The argument over the European Central Bank has produced another charge: that Mr Blair has chaired the talks badly, by failing to square his friend Jacques Chirac in advance of this vital meeting. This is just plain silly: if the French want to kick up a Gaullist fuss about the nationality of a Euro-functionary, there is precious little that even Mr Blair, who has answered the Irish Question and achieved breakthrough in the Middle East, can do about it.

The new central bank may have been undermined by having politicians bend its rules before it is set up. But a much more important question is whether those rules are right. The Duisenberg-Trichet row has drawn attention to the fact that the constitution of the ECB, as laid down in the Maastricht treaty, is flawed. The eight-year, non-renewable term for the president may be modelled on the Bundesbank - the Platonic ideal of central banks - but it is too long. Mr Greenspan is half way through his third four- year term at the Fed, and no one suggests that his effectiveness has been compromised by periodic reappointment. The trouble with the German central bank model is that it equates independence with lack of accountability. The Bundesbank makes its decisions in secret and they are always "unanimous". The ECB is expected to operate in the same way, but the treaty says it "may decide to make the outcome of its deliberations public". It should do so. And Mr Duisenberg should submit himself to regular public questioning by European finance ministers and the European Parliament, just as Mr Greenspan gives evidence to congressional committees and Eddie George appears before the Treasury Select Committee. None of this would compromise the ECB's independence, but openness would strengthen its democratic legitimacy. It seems curious - not to say arrogant - to suggest that the United Kingdom's monetary institutions are superior to Germany's, given the two countries' records on inflation. But haphazardly and by accident, in response to failure, we have evolved an independent Bank of England which sets policy openly, with differences of view argued out in public. Politicians do not set interest rates, but the people who do are accountable in the broader sense - an accountability the institutions of the EU desperately lack.

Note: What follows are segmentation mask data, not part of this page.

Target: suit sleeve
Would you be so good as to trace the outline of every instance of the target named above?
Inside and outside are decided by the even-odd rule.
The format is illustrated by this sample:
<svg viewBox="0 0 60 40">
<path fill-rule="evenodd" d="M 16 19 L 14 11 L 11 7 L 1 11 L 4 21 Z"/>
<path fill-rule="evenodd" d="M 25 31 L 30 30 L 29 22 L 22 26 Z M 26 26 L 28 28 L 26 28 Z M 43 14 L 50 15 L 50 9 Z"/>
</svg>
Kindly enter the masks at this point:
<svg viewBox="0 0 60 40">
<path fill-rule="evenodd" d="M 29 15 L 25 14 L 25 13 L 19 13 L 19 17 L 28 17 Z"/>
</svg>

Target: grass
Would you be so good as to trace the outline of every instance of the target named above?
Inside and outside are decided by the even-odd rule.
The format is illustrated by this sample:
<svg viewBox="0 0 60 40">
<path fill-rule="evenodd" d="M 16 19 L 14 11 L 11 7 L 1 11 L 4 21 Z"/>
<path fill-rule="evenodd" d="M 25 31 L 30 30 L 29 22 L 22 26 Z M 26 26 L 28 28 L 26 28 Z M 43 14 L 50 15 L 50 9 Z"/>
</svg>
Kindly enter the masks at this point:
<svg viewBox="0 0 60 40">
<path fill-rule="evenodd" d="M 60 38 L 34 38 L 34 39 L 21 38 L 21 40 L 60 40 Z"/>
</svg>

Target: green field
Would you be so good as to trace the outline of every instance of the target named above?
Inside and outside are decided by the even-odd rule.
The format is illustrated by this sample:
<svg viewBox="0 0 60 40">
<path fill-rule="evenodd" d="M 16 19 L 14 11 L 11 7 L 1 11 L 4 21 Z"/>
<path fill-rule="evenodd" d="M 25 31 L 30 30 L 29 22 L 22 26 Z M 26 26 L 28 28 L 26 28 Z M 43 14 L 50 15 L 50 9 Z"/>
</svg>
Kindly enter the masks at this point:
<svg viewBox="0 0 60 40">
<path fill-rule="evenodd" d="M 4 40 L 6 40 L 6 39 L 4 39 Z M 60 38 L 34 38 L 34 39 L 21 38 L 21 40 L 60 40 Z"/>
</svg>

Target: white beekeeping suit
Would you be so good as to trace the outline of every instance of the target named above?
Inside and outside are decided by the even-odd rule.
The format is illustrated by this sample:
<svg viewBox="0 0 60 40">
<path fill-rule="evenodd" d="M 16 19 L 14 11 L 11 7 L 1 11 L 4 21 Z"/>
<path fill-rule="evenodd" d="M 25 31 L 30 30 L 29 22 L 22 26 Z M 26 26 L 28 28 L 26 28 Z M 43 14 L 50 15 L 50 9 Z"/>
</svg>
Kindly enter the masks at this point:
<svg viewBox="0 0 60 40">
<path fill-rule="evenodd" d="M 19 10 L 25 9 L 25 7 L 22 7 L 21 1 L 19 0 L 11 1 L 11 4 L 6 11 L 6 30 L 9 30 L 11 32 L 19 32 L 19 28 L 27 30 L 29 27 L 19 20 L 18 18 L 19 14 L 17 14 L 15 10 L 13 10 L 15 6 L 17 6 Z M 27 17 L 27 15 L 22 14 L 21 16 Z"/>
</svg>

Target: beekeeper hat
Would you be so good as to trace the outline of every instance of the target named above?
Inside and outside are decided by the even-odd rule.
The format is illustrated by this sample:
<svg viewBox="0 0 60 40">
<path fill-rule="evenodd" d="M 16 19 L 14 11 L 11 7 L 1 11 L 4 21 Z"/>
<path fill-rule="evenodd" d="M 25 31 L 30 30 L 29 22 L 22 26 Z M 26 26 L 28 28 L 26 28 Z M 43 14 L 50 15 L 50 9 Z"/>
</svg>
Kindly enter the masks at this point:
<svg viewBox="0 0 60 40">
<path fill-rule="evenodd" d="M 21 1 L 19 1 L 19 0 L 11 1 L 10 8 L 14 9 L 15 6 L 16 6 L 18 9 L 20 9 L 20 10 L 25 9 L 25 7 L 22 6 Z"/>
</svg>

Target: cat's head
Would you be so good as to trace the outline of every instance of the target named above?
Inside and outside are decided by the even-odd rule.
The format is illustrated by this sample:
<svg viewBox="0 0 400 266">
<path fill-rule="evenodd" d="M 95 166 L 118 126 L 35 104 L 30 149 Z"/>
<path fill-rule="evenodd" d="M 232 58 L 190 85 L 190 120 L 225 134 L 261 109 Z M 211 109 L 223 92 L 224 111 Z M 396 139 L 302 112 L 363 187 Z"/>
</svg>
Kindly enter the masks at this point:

This is an important issue, but in the end it is not going to make the difference as to whether Britain should or should not join the euro. That, as Mr Blair reiterated yesterday, remains a fundamentally economic rather than political question. It is one of the great mysteries of applied economics that, 25 years after Britain joined the Common Market and six years after the creation of the "single market", the British economic cycle remains out of sync with the continental one. Mr Blair's position is not easy, but it is right: to postpone entry until there is genuine convergence, while trying to ensure the constitution of the euro emphasises openness and transparency.